EDITORIAL
Improvisación: ruta peligrosa
Los peligros de la improvisación en la oratoria de quien ostenta la presidencia de un país quedaron de nuevo claros el jueves pasado con el descuidado comentario de Jimmy Morales respecto de que ha tenido acceso a “rumores fundamentados” de un plan de golpe de Estado, así como su deseo de entregar el cargo democráticamente.
Esas frases fueron pronunciadas luego de varios días de haber permanecido en silencio y rehuido las preguntas de los periodistas. Se trató, entonces, de un regreso a ser el centro de la justificada crítica, de la discusión y del análisis de las consecuencias de hablar espontáneamente, es decir, de expresar pensamientos que emergieron en ese momento y por ello no fueron meditados.
Son potencialmente devastadores los efectos de expresarse de esa manera cuando se está frente a un micrófono en una actividad oficial —por tanto, pública. Las reacciones se han dividido en dos vertientes: una, la de quienes las toman en serio y por ello se ocupan de señalar las evidentes razones para interpretarlas como una advertencia a quienes en efecto tienen ese plan. De eso ha habido abundantes ejemplos en los comentarios de analistas, aunque ha sido notoria la poca reacción de quienes participan en la vida política.
La segunda vertiente va en la línea de considerar esas declaraciones como que no se pueden tomar en serio, al constituir otro ejemplo de imposibilidad de ejercer el cargo a causa de una mezcla de inexperiencia y poca capacidad. A eso se agrega su soledad debida a no tener poyo político alguno, comenzando con el del opaco y amorfo grupo que lo utilizó para llegar al poder y luego inició la tarea de convertirlo en un personaje de nula importancia.
Han pasado 13 meses desde su llegada al cargo y el presidente Morales reacciona como lo hace al comprobar que su nivel de mando en la realidad no es tan grande como se piensa desde afuera. La organización, la manera de funcionar del Estado, los intereses de sectores y de personas no se alteran con la simple llegada de alguien a la Presidencia como resultado del hastío ciudadano contra la clase política en general.

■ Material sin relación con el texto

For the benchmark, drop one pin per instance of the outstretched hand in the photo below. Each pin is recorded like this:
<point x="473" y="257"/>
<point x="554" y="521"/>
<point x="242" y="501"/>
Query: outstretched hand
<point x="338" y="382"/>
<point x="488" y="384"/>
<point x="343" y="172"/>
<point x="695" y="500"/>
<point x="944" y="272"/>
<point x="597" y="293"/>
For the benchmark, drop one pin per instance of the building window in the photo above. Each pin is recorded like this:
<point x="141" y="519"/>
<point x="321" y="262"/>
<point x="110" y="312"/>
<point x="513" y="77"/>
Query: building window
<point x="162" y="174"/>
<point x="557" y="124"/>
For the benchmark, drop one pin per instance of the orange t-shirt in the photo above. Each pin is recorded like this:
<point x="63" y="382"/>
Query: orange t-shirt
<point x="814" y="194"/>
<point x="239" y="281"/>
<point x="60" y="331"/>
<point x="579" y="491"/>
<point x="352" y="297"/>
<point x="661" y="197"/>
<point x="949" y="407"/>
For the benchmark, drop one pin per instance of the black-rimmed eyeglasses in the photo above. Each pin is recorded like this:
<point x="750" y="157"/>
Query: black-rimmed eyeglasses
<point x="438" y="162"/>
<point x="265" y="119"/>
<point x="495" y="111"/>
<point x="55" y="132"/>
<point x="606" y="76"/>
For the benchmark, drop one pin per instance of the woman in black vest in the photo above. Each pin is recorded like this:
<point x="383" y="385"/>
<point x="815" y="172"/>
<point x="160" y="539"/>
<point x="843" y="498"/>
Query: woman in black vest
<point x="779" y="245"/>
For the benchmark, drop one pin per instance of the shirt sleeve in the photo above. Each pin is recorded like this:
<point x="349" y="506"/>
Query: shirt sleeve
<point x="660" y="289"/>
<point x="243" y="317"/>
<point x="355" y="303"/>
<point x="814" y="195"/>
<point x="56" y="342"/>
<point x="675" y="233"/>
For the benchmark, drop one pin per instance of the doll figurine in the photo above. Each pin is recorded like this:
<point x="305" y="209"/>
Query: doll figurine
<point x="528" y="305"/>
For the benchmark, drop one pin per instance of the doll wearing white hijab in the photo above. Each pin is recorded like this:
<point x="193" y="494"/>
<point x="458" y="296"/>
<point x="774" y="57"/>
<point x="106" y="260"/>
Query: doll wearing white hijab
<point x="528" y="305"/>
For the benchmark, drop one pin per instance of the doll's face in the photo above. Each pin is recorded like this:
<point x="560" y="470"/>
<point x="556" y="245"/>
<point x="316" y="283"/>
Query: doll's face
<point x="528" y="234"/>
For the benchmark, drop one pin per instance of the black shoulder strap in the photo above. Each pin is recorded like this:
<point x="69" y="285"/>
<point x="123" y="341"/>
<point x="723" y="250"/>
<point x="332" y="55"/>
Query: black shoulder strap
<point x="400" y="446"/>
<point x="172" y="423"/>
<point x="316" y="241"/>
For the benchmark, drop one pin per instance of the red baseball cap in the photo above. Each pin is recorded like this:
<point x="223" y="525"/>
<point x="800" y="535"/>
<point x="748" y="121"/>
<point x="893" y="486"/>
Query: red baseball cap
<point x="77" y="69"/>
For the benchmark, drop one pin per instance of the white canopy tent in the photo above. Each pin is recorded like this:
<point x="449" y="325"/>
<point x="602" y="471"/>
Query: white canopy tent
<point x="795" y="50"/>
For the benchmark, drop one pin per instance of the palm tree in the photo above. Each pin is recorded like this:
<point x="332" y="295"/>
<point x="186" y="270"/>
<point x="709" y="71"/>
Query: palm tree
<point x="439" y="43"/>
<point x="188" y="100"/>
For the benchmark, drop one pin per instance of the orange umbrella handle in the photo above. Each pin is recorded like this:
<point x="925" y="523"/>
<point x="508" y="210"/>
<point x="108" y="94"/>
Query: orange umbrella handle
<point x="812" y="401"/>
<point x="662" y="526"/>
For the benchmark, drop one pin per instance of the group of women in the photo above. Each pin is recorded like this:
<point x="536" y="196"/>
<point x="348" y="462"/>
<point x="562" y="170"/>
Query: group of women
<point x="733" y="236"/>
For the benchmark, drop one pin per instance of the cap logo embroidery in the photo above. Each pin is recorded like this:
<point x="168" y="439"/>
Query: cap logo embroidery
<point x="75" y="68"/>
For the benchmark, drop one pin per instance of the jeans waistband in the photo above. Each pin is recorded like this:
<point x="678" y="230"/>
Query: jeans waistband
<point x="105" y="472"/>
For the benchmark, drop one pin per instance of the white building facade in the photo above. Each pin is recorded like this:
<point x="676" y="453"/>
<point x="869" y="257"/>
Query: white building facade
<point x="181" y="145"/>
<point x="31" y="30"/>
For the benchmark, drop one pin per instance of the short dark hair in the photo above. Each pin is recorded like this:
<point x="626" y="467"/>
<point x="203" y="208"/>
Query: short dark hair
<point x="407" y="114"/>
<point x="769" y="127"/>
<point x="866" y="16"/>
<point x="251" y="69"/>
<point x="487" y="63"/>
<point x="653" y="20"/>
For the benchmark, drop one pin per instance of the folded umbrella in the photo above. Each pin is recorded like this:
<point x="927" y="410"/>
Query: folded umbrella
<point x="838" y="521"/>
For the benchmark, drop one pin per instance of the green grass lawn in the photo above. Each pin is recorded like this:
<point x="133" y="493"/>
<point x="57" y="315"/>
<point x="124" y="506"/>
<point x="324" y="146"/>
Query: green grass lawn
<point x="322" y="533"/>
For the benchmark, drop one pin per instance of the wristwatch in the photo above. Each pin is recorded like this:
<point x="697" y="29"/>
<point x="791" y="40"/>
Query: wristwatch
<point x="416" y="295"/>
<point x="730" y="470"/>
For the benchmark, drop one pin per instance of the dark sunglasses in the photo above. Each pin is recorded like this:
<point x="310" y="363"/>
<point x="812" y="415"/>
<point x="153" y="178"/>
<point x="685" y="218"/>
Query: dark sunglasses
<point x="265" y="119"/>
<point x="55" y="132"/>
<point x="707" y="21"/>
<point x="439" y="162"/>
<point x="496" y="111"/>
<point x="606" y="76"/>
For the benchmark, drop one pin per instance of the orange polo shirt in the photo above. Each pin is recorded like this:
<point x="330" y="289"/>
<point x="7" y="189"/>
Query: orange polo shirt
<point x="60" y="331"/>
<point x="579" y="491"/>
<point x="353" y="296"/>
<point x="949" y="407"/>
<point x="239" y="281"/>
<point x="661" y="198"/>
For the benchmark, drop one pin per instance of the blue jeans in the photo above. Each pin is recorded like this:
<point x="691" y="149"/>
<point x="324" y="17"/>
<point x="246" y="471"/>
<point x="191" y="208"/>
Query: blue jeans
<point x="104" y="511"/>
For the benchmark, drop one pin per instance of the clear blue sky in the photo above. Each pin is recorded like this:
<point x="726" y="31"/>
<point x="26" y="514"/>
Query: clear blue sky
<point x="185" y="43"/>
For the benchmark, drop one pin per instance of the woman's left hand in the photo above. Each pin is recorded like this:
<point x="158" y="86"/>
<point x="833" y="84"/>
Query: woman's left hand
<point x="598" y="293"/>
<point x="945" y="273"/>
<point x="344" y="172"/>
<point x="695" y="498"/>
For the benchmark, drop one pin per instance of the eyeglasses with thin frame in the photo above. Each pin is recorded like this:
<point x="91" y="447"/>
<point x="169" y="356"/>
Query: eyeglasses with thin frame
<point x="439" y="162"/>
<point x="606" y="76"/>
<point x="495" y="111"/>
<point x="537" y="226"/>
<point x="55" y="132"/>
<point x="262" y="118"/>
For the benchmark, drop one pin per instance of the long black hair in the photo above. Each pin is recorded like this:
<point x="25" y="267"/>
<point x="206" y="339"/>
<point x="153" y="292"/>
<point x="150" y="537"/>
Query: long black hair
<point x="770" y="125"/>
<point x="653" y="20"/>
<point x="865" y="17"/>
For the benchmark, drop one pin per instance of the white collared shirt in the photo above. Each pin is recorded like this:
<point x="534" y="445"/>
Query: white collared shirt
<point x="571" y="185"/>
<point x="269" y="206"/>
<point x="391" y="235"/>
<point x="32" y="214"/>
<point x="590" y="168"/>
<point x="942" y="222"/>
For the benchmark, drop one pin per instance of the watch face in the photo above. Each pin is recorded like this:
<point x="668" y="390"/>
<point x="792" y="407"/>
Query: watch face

Podría ser así si se hubiera elegido a un monarca absoluto como los de hace cuatro siglos o a un presidente omnímodo al estilo de los numerosos dictadores latinoamericanos de buena parte del siglo pasado. Cambiar esto es necesario, pero no se logra de manera individual, sobre todo cuando se carece de liderazgo, que no equivale a popularidad ni a ser conocido y por ello lograr la victoria en una elección con votos favorables aunque irreflexivos, que otorgan un apoyo veleidoso, mutable, sustituido luego por el rechazo.
Si bien se ha comentado mucho sobre un retiro adelantado del cargo, no es conveniente para el país, porque sería el segundo en muy poco tiempo, aunque sea por medios previstos legalmente. Una de las formas de evitarlo es convencer al mandatario de que debe leer cuando habla en público y que sus ademanes y gestos deben obedecer a análisis e instrucciones de un equipo asesor, que sobre todo actúe con base en la lógica y el sentido común, que al ser violentados conducen a situaciones lamentables como la hoy comentada.